What It's Like Reporting in a Foreign Language | B-Roll Series
This is the first instalment of Cod Philosophy's B-Roll series, a behind-the-scenes peek into my reporting process.
In December 2017, I flew to Bucharest to interview Geta Bratescu, a 91-year-old leading Romanian conceptual artist. Bratescu’s massive body of work spans abstract drawings, collages, textiles and experimental film. I was there to profile her because she was about to have her first US solo show in New York and she's been gaining international attention since being Romania's pick for the Venice Biennale.
This was my first assignment abroad for the New York Times, and my first profile for them. And I was conducting the interview in Romanian. I was pissing my pants.
I speak a funny kind of Romanian. I started speaking it when I was tiny, but I never learnt it formally so while I can understand pretty much to a native level, I can't write and my reading ability is basic. My vocabulary is kind of stunted at a school-age level, but because I only really interact in Romanian with my grandparents, it's also weirdly formal.
I have reported in Romanian a couple of times before. Once for a project I worked on with my friend and colleague Caterina Clerici (who, incidentally, not only reports in a second language but also writes in it) about a group of Roma who found evangelism. That piece, however, never saw the light of day (that’s a B-Roll story for another time, though). More recently, I interviewed my grandfather who, like Bratescu, made art in communist Romania.

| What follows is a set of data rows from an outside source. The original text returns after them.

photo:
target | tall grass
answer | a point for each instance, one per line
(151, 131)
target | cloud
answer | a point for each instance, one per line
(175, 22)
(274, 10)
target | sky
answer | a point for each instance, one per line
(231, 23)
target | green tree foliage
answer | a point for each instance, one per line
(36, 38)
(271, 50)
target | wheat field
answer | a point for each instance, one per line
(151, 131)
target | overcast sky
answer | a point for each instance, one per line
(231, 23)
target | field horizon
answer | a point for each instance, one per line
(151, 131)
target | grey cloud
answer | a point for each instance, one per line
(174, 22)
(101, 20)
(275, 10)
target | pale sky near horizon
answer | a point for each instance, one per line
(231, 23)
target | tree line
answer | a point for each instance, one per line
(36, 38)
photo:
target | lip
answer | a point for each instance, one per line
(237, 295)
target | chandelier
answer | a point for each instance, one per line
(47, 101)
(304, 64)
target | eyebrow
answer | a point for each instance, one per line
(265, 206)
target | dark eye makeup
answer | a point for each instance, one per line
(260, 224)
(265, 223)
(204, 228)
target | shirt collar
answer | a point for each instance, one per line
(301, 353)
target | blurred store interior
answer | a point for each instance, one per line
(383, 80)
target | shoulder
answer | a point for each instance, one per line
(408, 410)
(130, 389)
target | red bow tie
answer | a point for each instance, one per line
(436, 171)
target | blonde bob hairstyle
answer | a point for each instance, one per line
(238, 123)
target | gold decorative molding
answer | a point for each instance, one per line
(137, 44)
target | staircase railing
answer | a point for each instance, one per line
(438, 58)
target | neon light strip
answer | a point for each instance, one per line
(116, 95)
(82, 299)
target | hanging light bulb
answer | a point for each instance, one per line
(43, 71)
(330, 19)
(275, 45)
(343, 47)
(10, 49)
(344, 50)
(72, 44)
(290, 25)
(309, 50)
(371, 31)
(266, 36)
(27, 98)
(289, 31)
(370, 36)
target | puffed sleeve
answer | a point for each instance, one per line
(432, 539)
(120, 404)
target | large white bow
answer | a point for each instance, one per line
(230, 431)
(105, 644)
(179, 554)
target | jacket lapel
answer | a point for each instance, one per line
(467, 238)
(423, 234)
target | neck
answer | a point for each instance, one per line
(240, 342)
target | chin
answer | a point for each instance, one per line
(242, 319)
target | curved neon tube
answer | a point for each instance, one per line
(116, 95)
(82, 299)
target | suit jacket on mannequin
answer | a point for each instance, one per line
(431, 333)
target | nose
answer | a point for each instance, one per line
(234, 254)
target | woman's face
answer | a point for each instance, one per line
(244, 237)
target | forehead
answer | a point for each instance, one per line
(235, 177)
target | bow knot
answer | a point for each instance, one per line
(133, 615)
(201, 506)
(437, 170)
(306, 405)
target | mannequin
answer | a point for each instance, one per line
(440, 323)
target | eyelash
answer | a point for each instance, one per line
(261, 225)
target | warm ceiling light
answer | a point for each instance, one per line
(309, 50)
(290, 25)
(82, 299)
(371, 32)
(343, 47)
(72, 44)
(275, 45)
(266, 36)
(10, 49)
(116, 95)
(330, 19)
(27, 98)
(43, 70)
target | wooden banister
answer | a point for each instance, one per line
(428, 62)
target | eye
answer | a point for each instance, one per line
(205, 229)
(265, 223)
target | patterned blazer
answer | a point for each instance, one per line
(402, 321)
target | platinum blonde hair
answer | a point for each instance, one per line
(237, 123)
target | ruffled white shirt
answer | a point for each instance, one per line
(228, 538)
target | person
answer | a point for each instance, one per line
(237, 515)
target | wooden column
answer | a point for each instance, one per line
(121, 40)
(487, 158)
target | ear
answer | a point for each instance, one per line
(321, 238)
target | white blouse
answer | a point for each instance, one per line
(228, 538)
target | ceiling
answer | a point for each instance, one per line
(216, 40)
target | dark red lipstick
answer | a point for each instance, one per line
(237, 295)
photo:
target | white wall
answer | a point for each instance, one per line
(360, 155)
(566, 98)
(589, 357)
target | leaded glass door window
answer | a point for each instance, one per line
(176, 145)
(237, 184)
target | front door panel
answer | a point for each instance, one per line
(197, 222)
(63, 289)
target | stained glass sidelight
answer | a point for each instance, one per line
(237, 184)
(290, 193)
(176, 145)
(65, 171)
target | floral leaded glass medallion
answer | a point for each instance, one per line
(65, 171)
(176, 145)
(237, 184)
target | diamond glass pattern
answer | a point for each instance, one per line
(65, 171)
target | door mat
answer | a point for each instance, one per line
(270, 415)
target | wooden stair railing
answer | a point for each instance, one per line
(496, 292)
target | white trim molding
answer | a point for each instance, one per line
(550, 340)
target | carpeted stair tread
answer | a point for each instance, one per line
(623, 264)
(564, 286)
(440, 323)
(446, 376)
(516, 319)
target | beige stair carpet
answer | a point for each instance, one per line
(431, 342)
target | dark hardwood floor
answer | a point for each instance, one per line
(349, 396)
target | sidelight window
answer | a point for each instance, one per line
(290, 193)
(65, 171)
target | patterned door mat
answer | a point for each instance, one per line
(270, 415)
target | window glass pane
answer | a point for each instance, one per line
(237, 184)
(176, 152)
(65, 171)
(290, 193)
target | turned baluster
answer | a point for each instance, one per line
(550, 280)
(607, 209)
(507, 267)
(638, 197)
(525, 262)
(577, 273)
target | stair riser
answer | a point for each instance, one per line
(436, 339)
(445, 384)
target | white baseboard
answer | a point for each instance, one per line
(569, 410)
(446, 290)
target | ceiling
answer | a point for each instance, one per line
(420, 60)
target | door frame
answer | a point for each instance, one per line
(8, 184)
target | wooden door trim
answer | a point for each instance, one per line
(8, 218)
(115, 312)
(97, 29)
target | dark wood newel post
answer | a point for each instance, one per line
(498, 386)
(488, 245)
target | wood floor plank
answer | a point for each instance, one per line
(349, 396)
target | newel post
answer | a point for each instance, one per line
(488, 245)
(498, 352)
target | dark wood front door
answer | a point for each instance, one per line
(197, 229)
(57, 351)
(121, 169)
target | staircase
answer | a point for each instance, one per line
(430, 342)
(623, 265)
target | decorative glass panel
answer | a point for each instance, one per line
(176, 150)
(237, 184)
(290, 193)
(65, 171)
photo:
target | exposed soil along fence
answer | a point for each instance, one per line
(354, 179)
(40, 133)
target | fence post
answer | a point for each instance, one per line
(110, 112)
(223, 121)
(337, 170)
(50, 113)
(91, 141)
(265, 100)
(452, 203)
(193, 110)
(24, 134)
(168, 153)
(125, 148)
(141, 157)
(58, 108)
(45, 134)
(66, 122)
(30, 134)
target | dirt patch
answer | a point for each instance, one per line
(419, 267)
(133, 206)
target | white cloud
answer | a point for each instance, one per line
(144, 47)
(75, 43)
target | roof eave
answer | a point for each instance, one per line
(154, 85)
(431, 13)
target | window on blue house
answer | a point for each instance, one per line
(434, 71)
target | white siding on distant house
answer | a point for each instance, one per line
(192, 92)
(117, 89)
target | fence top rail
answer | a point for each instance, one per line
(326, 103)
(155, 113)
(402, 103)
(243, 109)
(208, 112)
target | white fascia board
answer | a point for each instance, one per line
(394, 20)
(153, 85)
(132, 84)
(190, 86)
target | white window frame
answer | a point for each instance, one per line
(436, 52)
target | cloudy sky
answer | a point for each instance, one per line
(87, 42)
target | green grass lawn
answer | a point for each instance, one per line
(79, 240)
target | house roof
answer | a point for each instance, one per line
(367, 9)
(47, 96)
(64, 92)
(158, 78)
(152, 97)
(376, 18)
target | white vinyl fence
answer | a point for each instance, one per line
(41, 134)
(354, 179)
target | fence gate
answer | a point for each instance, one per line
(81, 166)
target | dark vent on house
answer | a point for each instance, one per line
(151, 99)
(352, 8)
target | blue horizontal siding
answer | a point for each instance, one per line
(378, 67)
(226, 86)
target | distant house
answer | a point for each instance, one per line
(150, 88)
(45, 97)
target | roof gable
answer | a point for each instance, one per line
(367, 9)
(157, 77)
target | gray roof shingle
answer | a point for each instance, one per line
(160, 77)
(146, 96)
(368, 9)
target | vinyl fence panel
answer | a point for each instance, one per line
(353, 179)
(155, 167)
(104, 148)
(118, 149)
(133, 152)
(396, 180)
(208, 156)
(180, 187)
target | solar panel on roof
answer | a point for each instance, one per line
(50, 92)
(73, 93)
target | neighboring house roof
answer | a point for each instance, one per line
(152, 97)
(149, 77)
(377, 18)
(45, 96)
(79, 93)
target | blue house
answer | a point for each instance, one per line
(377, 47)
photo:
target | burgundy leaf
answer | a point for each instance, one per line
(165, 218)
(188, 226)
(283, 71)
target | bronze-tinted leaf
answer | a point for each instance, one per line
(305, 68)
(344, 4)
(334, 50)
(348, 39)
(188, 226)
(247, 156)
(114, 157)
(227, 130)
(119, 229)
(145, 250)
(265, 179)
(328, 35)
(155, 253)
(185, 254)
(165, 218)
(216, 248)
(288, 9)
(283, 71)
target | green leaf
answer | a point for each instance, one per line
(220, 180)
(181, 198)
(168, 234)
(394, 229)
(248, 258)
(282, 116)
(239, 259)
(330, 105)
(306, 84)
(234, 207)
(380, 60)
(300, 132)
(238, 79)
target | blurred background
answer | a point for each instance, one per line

Racked with nerves about the whole thing, I *really* prepared. I read everything already written about Bratescu. I went through her entire back catalogue. I spoke to people who knew her and her work before doing the interview (usually I talk to the main subject of a piece first), which turned out to be a pro move because they gave me pointers on how to steer the conversation. I wrote two pages of questions, from the very basic to the stingers. I even included prompts in my notes to remind myself to actually look around her studio and get some colour for the piece. It was like being back at journalism school and I was about to go out on my first-ever reporting trip.
On the day itself, I was relieved to find Bratescu’s studio assistant (who spoke English) was helping her out. In the end, he didn’t need to do any translating for me, although he did have to repeat a few of my questions for her, with the correct grammar.
Channeling all the nerves with preparation paid off. While I had specific themes I wanted to ask her about, I knew from my research she would be reticent about them. As this turned out to be the case, we spent much of the interview with Bratescu showing me her older work and pointing out things in her studio I otherwise would have missed. I found myself really paying attention to what she was showing me and the themes that were emerging among the childlike drawings and candy-wrapper collages. As I wrote in the piece, Bratescu’s work is all about playfulness and dark humour, or as she so simply put it, “it’s a game”.
It turns out reporting in a foreign language is the same as in your native tongue, you just have to work a lot harder. It also taught me something really valuable and especially pertinent to profile writing: often interview subjects are telling you things without using their words, you just have to be listening in the right way.